I have decided to do a series of, What is…posts, looking at the different medical diagnosis’s we have in our family. And there’s a few! What is autism? Is the obvious place to start. I’ve touched on the subject, and talked about what is and isn’t in various posts, but this will the first post looking directly at what autism is. I’m will then be following up with, What is Chromosome Micro Deletion? What is Fibromyalgia? Then possibly some others like Anxiety Disorder, ADHD, Sensory Processing Disorder, Pathological Demand Avoidance, Social Anxiety, PTSD, Depression….like I said, I’m not short of subject matter.
I’m far an “expert” on all these things, they are things I’ve lived through myself or watched those around me live through them. Part of my way of coping, especially with the conditions those around my that I love have to live with is. Researching as much as I can, to help them as best as I can. Now I want to share what I’ve learnt with as many people as I can. That after all, is the whole point of this blog.
Everyone seems to have heard of autism these days, but how many people actually know what autism is? When I see various people talking about what autism is, whether that’s directly to me, or seeing posts online. I have to be honest, it makes me wince. More often than not, they are completely wrong. There is a lot more awareness that autism is a thing, but the awareness of what autism actually is. And what it means to be autistic, still leaves a lot to be desired.
Of course the vary nature of the condition probably doesn’t help, it’s a vast spectrum. Every autistic person is different, and some have other things like learning difficulties, anxiety disorders etc.., and some don’t. If you don’t know anyone who is autistic, how much are you likely to know? When Jack got his diagnosis, I knew nothing. I vaguely could remember hearing about it, somewhere in my life, that was it.
So what is autism?
The National Autistic Society says,
“Autism is a lifelong, developmental disability that affects how a person communicates with and relates to other people, and how they experience the world around them.”

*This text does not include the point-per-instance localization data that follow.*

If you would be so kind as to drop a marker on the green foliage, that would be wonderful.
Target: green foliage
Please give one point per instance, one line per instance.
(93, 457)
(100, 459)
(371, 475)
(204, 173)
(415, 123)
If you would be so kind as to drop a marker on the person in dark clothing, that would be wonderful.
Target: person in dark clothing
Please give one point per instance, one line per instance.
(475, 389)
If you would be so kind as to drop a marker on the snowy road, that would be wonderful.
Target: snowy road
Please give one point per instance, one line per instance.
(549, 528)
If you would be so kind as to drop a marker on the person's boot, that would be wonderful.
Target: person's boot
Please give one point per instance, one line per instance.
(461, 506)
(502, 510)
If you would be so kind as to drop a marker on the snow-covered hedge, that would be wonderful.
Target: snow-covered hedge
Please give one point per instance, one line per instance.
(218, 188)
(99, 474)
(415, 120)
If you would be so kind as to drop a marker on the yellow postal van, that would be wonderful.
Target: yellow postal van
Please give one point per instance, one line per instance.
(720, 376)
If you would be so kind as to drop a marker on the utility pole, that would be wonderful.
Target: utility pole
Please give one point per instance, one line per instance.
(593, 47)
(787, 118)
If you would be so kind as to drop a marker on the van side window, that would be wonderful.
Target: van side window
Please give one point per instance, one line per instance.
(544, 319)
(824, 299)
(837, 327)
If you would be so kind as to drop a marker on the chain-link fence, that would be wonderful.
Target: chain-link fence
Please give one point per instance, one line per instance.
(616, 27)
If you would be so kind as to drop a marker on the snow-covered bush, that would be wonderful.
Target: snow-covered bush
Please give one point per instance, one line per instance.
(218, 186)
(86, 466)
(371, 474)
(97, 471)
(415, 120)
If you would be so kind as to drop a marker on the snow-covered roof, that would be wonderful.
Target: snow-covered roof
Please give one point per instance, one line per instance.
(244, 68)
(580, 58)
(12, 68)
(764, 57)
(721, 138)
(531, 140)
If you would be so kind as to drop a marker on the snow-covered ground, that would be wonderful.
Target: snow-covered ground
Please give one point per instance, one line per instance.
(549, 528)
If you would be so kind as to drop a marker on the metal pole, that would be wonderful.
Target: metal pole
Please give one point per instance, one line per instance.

Is that what you all had in your mind, when you started reading this? If you thought something please leave a comment saying what. I’d like to hear what people thought and why.
I’d also like to add what the NHS has on their website about, which makes a very important point.

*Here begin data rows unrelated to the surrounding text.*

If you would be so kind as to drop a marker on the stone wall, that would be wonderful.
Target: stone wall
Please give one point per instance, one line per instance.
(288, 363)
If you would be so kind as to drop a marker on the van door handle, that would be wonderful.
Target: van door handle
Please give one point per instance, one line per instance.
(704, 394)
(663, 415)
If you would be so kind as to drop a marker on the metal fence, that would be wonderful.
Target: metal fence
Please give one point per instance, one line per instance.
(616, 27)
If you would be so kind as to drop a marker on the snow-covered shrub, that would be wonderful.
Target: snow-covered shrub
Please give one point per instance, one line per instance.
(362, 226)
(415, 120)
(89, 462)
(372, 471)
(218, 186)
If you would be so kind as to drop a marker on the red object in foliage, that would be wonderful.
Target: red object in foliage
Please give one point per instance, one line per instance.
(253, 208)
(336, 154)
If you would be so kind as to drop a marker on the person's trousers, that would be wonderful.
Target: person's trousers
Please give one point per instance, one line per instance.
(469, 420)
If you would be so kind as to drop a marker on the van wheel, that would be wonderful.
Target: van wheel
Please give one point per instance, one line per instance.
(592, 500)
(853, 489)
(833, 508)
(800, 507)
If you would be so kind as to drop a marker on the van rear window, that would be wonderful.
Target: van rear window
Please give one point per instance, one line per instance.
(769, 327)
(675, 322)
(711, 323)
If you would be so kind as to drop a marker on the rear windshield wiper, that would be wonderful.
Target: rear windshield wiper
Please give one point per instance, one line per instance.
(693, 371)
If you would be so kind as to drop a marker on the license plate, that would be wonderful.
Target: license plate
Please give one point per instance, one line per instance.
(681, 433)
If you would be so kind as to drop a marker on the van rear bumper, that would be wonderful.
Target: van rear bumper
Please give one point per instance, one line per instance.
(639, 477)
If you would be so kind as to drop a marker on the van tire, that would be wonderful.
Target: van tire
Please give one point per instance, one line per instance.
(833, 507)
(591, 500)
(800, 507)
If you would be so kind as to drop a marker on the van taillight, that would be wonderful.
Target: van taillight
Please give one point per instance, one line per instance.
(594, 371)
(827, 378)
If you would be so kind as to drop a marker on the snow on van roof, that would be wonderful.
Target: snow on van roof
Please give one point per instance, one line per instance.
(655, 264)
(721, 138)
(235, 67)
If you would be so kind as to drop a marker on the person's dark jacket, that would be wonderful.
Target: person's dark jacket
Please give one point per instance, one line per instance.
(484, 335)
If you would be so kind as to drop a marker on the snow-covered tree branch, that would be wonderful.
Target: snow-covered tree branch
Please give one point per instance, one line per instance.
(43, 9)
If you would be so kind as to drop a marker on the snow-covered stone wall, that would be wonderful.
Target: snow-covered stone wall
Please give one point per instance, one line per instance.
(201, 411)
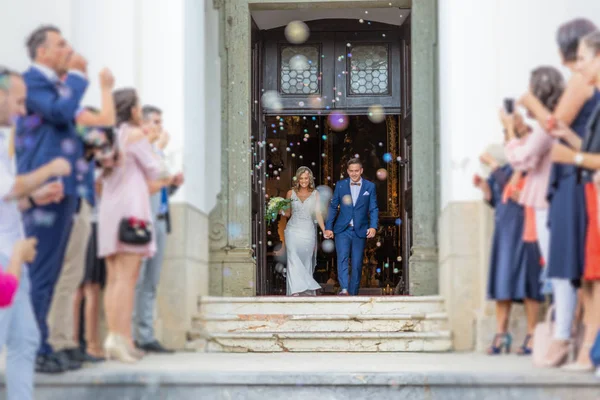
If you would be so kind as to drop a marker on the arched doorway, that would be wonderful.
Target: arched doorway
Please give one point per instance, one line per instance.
(352, 65)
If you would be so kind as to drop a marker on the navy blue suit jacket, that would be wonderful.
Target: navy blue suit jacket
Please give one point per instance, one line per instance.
(48, 131)
(364, 214)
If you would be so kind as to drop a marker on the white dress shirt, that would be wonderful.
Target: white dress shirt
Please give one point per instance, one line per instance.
(51, 75)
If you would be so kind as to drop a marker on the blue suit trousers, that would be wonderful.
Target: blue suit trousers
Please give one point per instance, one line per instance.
(51, 225)
(350, 246)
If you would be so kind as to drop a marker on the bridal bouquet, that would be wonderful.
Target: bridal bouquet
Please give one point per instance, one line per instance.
(276, 206)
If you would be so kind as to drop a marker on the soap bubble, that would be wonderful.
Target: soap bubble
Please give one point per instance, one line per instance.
(68, 146)
(376, 113)
(297, 32)
(82, 166)
(279, 268)
(338, 121)
(328, 246)
(271, 100)
(43, 218)
(299, 62)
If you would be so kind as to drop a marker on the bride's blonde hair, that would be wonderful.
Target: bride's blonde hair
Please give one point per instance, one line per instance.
(311, 179)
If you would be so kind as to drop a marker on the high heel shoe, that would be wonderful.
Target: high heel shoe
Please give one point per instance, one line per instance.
(525, 350)
(135, 352)
(502, 341)
(115, 348)
(560, 357)
(577, 366)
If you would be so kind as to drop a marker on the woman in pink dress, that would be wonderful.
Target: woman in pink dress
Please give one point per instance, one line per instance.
(125, 194)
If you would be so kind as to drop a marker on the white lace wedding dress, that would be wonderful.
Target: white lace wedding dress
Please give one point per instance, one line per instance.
(301, 246)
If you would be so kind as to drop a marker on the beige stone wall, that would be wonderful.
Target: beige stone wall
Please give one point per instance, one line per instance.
(465, 233)
(184, 276)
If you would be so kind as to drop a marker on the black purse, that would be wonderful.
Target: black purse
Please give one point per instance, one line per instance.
(135, 231)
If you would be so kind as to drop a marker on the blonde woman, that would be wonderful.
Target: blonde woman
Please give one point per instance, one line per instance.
(301, 235)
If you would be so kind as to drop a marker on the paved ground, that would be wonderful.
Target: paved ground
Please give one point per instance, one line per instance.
(325, 376)
(317, 363)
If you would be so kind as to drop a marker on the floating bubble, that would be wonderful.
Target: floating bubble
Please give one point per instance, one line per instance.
(82, 191)
(279, 268)
(234, 229)
(299, 63)
(82, 166)
(382, 174)
(376, 113)
(328, 246)
(43, 218)
(338, 121)
(68, 146)
(271, 100)
(297, 32)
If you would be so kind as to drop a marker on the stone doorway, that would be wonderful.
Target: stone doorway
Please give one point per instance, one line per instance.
(233, 268)
(294, 141)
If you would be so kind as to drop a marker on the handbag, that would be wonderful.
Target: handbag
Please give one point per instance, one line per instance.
(544, 334)
(595, 351)
(135, 231)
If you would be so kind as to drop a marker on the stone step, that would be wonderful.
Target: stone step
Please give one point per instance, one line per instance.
(326, 305)
(269, 342)
(321, 323)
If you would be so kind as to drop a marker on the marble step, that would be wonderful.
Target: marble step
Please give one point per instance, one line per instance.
(269, 342)
(321, 323)
(326, 305)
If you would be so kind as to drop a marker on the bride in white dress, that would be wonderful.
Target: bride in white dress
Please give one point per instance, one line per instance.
(301, 235)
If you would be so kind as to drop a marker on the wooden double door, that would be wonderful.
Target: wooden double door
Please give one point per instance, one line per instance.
(344, 67)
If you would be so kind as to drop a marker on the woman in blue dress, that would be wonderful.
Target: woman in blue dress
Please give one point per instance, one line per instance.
(514, 264)
(566, 193)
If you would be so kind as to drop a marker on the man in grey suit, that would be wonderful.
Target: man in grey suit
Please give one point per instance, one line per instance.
(145, 292)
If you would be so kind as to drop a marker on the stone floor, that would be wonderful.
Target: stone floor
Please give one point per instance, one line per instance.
(326, 376)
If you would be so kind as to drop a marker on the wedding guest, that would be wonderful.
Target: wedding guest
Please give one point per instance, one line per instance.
(125, 207)
(61, 317)
(514, 271)
(588, 157)
(567, 215)
(18, 328)
(145, 291)
(47, 132)
(532, 154)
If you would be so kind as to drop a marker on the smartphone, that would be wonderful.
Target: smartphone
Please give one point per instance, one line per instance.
(509, 105)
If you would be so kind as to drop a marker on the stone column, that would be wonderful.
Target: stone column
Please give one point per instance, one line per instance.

Being autistic does not mean you have an illness or disease. It means your brain works in a different way from other people.

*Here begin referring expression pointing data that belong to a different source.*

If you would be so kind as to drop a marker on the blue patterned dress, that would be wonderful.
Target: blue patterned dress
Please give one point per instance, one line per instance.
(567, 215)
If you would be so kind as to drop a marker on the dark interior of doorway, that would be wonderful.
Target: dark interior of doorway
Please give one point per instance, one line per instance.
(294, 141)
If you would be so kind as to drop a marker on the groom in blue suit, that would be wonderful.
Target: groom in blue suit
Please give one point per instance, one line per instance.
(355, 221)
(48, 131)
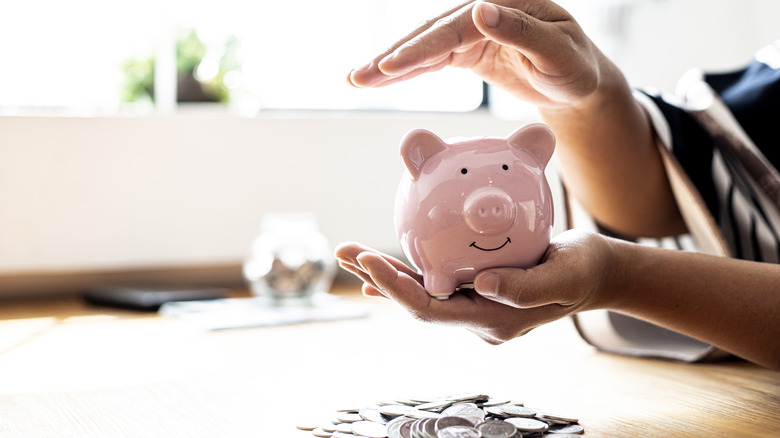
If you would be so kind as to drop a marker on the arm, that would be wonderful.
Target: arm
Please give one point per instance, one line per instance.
(733, 304)
(537, 51)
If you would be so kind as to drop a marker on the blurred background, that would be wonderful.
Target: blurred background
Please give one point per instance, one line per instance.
(156, 134)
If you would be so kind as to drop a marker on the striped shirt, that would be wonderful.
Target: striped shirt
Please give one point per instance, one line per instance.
(748, 220)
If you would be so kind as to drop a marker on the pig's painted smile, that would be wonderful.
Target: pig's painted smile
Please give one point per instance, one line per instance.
(474, 244)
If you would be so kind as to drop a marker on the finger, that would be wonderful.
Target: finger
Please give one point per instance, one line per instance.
(461, 309)
(533, 30)
(356, 271)
(520, 288)
(371, 291)
(370, 75)
(348, 253)
(434, 45)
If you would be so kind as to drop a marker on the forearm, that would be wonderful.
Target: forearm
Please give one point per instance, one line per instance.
(729, 303)
(609, 159)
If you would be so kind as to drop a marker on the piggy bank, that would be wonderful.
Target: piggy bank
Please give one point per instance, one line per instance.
(473, 204)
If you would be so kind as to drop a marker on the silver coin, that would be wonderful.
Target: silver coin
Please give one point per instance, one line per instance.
(419, 415)
(528, 424)
(428, 427)
(444, 422)
(568, 429)
(394, 426)
(468, 396)
(555, 417)
(372, 413)
(436, 405)
(496, 402)
(464, 409)
(459, 432)
(517, 411)
(344, 428)
(369, 429)
(348, 417)
(393, 411)
(417, 428)
(497, 429)
(321, 433)
(406, 429)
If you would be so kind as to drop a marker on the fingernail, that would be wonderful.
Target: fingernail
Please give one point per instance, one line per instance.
(486, 284)
(489, 13)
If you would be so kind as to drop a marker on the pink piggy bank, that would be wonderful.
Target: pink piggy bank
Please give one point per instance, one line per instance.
(474, 204)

It’s something you’re born with or first appears when you’re very young.
If you’re autistic, you’re autistic your whole life.
Autism is not a medical condition with treatments or a “cure”. But some people need support to help them with certain things
Other than the “it appear when very young” bit, you are born autistic. That’s a very important thing for people to remember. Sadly, people get drawn into looking for “cures” or blaming it on vaccines. I have two autistic children, I have completely accepted who they are. The difficulties they face, but also embraced what they are good at.
Acceptance is the latest buzzword, that is replacing awareness. Most people are aware of autism now, what needs to be worked on. Is people accepting what it is, and what it means. I hope this explained that well enough for people to understand. It can be a difficult thing to grasp when you around it all the time, so asking people from the outside to fully grasp it. I think is asking a lot, but if we can get people to at least know the basic facts. Then we will have made progress. As always, thank you for reading, and your continued support.